Unterstützen statt kontrollieren
Die erfolgreichsten Kinder stammen, so zeigt die Erhebung, aus Familien, in denen Eltern eine aktive, aber feinfühlige Rolle einnehmen. Diese sogenannten „supportiven“ Eltern fühlen sich verantwortlich, unterstützen ihr Kind beim Üben und geben Struktur – ohne dabei übermäßig zu kontrollieren. Nach einem Jahr zeigten diese Kinder deutlich höhere Werte in allen untersuchten Bereichen: Entwicklung am Instrument, Leistungsstand, Beständigkeit im Üben, spezifische spieltechnisch-musikalische Fertigkeiten. Bemerkenswert: Weder die Übedauer noch die musikalische Expertise, das kulturelle Interesse und der Bildungshintergrund der Eltern erklärten diese Unterschiede.
Die richtige Balance
Ein entscheidender Faktor ist offenbar die Balance zwischen Führung und Autonomie. Erfolgreiche Eltern, so legt die Studie nahe, begleiten ihre Kinder eng, schaffen eine positive Lernatmosphäre und trauen ihnen gleichzeitig Eigenständigkeit zu.
Lernumfeld wichtiger
Die Ergebnisse legen nahe, dass nicht einzelne Faktoren wie musikalische Expertise daheim oder Übeintensität über den Erfolg entscheiden, sondern die gesamte häusliche Lernumgebung und oft unbewusst auch die Überzeugungen der Eltern. Für die Praxis bedeute dies, so Patrizia Bieber: „Statt klassischer ‚Elternarbeit‘ braucht es echte Bildungspartnerschaften zwischen Lehrkräften und Familien. Ziel sollte es sein, Eltern besser zu verstehen und darauf aufbauend gemeinsam optimale Lernbedingungen für Kinder zu schaffen.“ Das bedeutet für die Bildungsforscherin auch: „Wer Kinder beim Musizieren fördern will, sollte nicht nur auf das Kind und offensichtliche Rahmenbedingungen schauen, sondern auch auf das Mindset der Eltern“.

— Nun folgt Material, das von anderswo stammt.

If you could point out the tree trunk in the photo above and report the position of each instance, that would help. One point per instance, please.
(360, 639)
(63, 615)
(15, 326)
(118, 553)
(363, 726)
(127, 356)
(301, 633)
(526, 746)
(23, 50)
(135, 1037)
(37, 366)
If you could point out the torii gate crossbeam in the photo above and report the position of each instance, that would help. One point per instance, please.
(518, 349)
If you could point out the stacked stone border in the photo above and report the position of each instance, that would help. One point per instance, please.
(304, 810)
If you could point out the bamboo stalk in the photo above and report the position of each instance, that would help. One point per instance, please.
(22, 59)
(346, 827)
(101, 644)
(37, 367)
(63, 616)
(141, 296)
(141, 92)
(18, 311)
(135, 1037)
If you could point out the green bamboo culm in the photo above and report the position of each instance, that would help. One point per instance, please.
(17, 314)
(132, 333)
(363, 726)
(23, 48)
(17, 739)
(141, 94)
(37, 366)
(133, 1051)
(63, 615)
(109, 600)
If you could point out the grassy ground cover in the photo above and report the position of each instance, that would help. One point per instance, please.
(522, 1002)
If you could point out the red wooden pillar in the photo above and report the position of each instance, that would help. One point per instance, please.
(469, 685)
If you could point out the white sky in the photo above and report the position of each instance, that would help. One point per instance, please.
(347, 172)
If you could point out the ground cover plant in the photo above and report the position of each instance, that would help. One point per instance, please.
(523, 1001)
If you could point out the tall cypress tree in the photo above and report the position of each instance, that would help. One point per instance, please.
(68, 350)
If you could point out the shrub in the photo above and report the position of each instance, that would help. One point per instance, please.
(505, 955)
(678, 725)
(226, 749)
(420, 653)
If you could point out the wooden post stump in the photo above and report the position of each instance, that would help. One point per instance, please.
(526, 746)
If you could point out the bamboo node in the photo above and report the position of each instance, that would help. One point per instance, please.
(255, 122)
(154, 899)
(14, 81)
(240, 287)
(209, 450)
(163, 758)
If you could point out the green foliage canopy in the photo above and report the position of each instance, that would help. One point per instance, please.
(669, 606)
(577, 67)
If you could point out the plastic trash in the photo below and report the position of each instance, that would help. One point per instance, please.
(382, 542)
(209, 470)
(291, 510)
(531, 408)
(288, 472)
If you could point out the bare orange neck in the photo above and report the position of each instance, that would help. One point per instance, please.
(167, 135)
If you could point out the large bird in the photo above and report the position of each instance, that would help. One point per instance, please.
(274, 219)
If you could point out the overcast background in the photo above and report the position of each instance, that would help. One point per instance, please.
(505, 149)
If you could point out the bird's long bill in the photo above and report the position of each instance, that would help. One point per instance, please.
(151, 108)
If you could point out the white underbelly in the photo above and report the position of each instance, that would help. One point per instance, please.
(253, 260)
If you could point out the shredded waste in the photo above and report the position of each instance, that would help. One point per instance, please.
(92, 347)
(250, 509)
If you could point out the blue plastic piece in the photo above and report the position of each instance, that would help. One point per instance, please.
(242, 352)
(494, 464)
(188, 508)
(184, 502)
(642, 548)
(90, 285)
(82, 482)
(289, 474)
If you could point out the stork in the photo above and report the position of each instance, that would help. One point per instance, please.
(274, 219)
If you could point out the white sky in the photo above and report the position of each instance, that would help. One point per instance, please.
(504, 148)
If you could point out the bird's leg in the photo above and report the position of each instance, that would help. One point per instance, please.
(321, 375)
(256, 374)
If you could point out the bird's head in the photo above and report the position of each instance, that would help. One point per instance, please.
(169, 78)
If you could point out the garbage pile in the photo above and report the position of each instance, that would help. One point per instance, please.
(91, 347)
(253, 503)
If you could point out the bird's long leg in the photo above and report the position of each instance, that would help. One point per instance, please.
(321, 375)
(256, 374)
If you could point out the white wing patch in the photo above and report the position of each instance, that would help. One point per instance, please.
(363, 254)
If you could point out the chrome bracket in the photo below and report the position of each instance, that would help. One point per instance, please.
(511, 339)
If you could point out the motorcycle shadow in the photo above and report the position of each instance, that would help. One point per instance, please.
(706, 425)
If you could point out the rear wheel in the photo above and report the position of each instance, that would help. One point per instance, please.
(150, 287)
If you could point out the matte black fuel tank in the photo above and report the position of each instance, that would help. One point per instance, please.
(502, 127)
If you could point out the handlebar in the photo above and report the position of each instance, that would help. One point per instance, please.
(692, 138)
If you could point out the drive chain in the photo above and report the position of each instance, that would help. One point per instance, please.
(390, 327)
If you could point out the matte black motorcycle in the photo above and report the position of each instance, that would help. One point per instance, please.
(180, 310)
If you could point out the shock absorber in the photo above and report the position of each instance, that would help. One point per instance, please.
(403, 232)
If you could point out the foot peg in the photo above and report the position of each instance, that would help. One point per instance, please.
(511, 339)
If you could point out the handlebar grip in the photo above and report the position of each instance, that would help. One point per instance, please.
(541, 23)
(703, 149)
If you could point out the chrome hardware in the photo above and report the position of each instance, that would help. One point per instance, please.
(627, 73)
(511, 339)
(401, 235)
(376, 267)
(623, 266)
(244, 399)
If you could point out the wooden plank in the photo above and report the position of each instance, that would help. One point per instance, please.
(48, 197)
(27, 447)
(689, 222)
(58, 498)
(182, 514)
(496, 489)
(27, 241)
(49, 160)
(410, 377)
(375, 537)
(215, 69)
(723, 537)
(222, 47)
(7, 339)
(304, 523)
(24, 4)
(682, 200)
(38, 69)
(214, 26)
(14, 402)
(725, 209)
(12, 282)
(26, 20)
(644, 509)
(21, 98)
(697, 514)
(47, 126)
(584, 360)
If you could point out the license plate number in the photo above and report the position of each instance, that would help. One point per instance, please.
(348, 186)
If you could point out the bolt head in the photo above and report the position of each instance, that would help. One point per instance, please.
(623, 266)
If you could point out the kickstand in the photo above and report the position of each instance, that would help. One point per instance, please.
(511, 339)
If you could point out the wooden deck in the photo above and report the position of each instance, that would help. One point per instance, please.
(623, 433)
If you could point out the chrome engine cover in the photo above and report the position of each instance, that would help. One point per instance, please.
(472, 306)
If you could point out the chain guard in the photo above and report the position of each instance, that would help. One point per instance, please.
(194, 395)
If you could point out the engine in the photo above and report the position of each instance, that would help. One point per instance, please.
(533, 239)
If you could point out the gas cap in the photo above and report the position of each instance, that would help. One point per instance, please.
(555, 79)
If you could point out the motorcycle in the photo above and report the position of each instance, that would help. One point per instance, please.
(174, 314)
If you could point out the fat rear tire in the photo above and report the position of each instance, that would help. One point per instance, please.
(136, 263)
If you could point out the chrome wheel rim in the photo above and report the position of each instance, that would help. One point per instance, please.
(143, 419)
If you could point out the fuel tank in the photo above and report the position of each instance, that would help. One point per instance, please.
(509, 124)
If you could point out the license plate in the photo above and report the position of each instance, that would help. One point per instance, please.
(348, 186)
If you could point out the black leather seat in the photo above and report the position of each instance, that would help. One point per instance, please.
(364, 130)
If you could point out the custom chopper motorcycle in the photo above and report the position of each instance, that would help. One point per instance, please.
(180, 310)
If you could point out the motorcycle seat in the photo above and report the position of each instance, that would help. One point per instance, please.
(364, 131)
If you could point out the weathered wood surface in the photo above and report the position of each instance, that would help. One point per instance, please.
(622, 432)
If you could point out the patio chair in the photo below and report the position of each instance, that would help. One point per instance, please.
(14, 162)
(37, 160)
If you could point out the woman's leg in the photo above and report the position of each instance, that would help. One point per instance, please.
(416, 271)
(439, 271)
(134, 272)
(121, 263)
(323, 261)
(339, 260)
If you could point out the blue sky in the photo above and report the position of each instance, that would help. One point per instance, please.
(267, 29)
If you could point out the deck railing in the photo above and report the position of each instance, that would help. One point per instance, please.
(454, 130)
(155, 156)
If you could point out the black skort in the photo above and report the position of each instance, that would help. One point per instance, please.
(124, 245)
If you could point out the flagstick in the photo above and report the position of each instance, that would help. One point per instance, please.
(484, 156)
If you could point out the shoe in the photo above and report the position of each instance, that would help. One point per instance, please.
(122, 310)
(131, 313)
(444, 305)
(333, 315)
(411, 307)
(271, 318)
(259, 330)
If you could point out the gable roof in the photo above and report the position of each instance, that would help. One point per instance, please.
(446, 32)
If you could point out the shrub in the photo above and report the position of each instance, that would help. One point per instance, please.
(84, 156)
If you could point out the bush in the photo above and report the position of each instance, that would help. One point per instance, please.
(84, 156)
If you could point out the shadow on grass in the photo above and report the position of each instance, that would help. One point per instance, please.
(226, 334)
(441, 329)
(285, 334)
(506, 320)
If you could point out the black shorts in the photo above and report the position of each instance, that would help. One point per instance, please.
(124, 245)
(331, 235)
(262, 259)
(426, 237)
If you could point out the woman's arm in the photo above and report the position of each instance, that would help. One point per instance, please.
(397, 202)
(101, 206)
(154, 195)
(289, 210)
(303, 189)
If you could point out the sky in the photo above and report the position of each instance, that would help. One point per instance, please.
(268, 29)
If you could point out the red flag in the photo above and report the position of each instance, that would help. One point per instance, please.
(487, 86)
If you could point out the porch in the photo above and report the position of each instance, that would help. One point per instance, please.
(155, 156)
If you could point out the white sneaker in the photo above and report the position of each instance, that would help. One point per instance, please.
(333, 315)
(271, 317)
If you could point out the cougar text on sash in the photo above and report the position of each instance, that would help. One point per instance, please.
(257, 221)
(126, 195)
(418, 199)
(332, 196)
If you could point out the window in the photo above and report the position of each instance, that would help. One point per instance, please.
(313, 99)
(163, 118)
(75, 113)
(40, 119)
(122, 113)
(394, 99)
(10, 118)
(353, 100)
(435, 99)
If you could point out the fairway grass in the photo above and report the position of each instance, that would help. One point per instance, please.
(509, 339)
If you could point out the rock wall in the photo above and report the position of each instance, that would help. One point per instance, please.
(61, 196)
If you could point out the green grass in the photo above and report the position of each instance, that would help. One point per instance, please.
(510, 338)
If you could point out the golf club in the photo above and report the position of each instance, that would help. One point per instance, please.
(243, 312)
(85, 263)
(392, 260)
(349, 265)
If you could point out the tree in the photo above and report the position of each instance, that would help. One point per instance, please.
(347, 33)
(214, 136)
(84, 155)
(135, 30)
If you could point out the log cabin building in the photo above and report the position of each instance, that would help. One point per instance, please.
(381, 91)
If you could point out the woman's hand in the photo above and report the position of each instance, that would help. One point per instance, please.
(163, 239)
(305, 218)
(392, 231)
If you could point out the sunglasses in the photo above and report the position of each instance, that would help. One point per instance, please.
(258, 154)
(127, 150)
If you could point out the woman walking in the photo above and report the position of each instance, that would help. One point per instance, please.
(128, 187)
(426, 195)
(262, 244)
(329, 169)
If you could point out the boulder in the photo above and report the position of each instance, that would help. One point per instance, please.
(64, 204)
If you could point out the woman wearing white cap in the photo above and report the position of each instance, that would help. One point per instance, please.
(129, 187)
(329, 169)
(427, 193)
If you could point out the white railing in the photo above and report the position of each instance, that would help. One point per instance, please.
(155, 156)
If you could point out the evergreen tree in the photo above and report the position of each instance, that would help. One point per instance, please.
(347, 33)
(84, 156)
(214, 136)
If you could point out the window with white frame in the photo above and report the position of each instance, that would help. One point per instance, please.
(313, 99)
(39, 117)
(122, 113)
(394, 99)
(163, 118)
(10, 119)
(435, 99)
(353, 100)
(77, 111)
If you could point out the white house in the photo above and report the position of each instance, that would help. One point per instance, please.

Um diesen Ansatz zu unterstützen, wird am Hector-Institut für Empirische Bildungsforschung der Universität Tübingen derzeit ein Elternfeedback- Tool entwickelt, das elterliche Überzeugungen analysiert und individuelle Handlungsempfehlungen gibt.
„Mit dem Eltern-Tool erhalten wir künftig eine praxisnahe Möglichkeit, Familien noch gezielter zu begleiten und die Bildungspartnerschaft zu stärken“, so Ingo Sadewasser, Vorsitzender des Landesverbandes der Musikschulen Baden-Württembergs.
Das Tool soll noch im Laufe dieses Jahres auf der Website des Landesverbands der Musikschulen Baden- Württembergs (www.musikschulen-bw.de) veröffentlicht werden.